I've never understood the objections to roll-under.

If your odds of doing something are 17% then it's intuitive when rolling the d100 that up to 17 means you succeed and over 17 means you fail. It's more brain-work to flip it around and say you need to roll 83 or higher to succeed.
Try Again Jimmy Fallon GIF by The Tonight Show Starring Jimmy Fallon
 

No issue at all. Instead of a 2-3 attack to guess the defense game every single combat, you just get right to it. The suspense is just boring everyone.
Pushing BAB player-side also made it much harder to use as a balancing mechanism through a little gentle tweaking here and there.
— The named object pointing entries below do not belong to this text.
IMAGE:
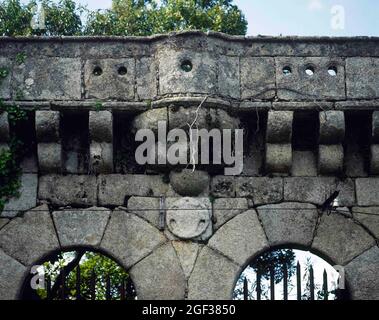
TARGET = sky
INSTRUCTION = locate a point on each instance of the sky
(301, 17)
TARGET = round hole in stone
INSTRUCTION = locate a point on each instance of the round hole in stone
(97, 71)
(310, 71)
(186, 66)
(122, 71)
(287, 70)
(332, 70)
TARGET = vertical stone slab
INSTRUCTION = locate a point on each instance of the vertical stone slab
(101, 136)
(331, 136)
(49, 147)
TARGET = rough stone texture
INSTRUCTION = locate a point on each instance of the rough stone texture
(189, 218)
(223, 186)
(362, 274)
(332, 127)
(213, 277)
(166, 280)
(173, 79)
(340, 239)
(81, 227)
(129, 238)
(101, 157)
(257, 78)
(35, 238)
(101, 126)
(146, 208)
(317, 189)
(11, 277)
(240, 238)
(369, 217)
(362, 78)
(279, 126)
(3, 222)
(228, 76)
(27, 199)
(374, 159)
(5, 83)
(149, 119)
(367, 190)
(278, 158)
(299, 85)
(261, 189)
(50, 157)
(110, 84)
(47, 126)
(74, 190)
(225, 209)
(146, 78)
(375, 127)
(189, 182)
(48, 78)
(330, 159)
(304, 164)
(289, 223)
(4, 127)
(187, 254)
(114, 188)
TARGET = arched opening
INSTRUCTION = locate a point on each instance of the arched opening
(78, 274)
(290, 274)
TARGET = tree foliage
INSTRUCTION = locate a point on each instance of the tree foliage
(124, 18)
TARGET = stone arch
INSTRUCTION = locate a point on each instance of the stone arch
(250, 233)
(131, 241)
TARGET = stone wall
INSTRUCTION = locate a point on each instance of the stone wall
(310, 111)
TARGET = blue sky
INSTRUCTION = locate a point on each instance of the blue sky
(300, 17)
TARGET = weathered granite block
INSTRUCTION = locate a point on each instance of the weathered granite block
(240, 238)
(47, 126)
(35, 236)
(316, 190)
(4, 127)
(27, 198)
(146, 78)
(12, 275)
(225, 209)
(289, 222)
(186, 71)
(362, 79)
(278, 158)
(367, 191)
(257, 78)
(114, 189)
(166, 279)
(332, 127)
(262, 190)
(279, 126)
(362, 274)
(130, 238)
(341, 239)
(369, 217)
(304, 164)
(229, 76)
(210, 267)
(330, 159)
(223, 186)
(50, 157)
(81, 227)
(316, 85)
(74, 190)
(110, 78)
(48, 78)
(101, 126)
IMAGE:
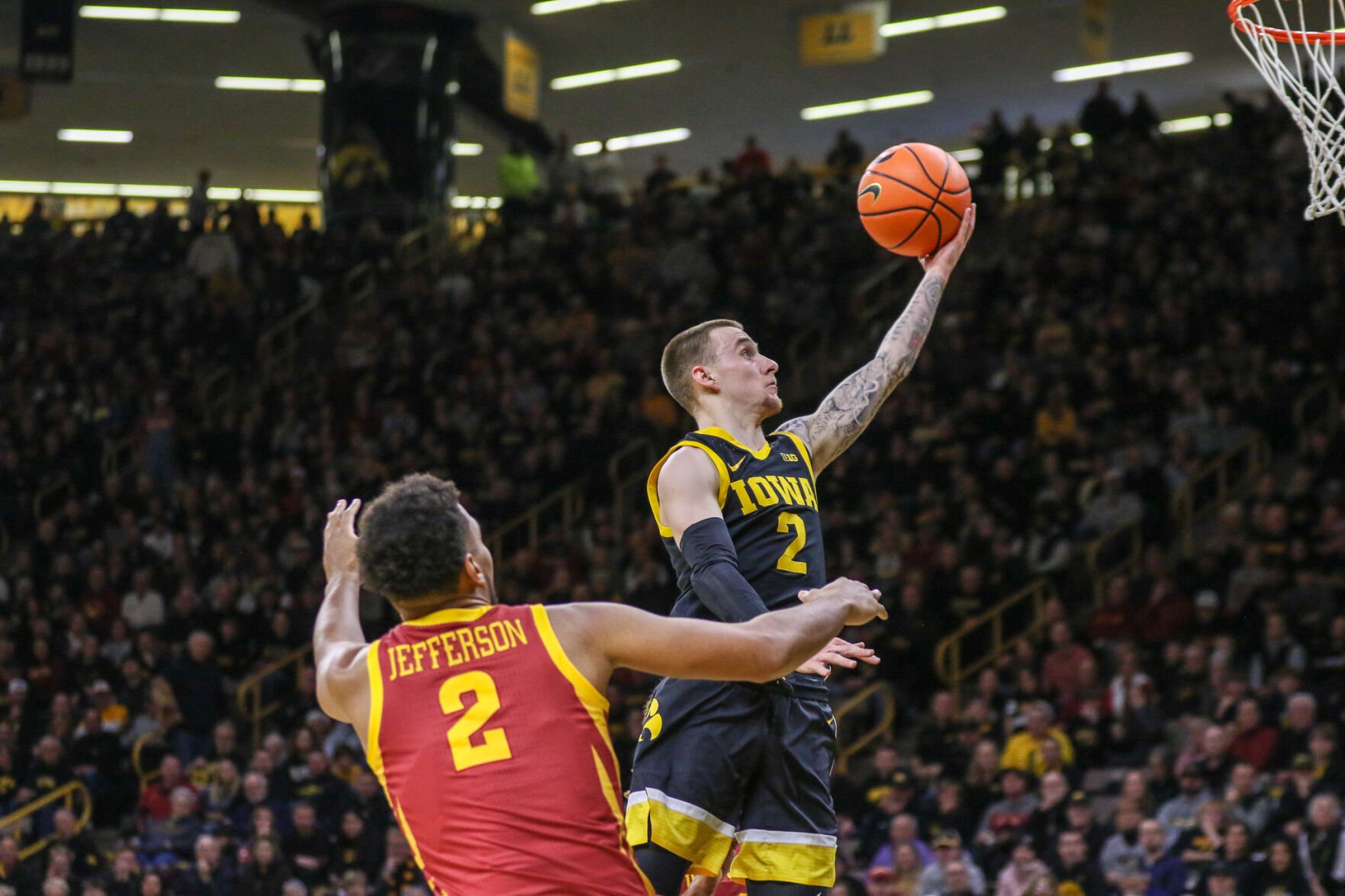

And, if the characters wouldn't know their foes' AC right away then neither should the players.
 

I think it also had to do with net effect on play. Shadowrun (1e) had target numbers of 6 even though* you couldn't roll a (net) 6. WoD had that thing (I forget the specifics) where the more dice you rolled, the worse a crit-fail you could have. Cyberpunk had your charisma-equivalent score gate** how much cyberware you could have implanted, so the combat characters would all start out character creation like D&D paladins (but ending up monstrous). All of them had over-complex or broken options, or things which may have been very consistent, but not well designed or playtested. Meanwhile, yes AD&D 2nd edition was AD&D's exception-based design with 10-12 years of additional cruft added on but*** little ability to smooth out or refine. However, by then everyone already wasn't playing AD&D by the rules, and had any one of hundreds of different ways they made it work for them and their group. So I think at the end of the day it ended up effectively being the most obtuse and inconsistent... except for all the others.
I respectfully but firmly disagree.

AD&D was just the most obtuse and inconsistent (of major/successful RPGs). There's no "except all the others" in the 1990s (In the 1980s, especially the earlier half? Sure).

Your examples don't support your argument at all. We're talking about D&D having a large number of inconsistent and obtuse rules. Yet instead of pointing to similar in other games you point to:

1) A single rules issue which people pretty much instantly came up with interpretations to deal with it - I know we did, pre-internet, so it must have been pretty easy. That's bad design but it's not obtuse nor inconsistent. (Likewise the oft-mentioned "characters couldn't die in a single attack, no matter how severe" - that's not obtuse or inconsistent, it's just kind of an arguably silly design - or kind of arguably a smart one, because only very extreme situations which are probably better handled with fiat, make a mockery of it).

2) An arguable RP issue which doesn't reflect on the rules particularly at all - AD&D 2E had numerous RP-conflicts-with-rules issues which I haven't gone into because that's a separate issue.

3) An oddity of an early dice-pool rules design which we didn't even notice until they fixed it.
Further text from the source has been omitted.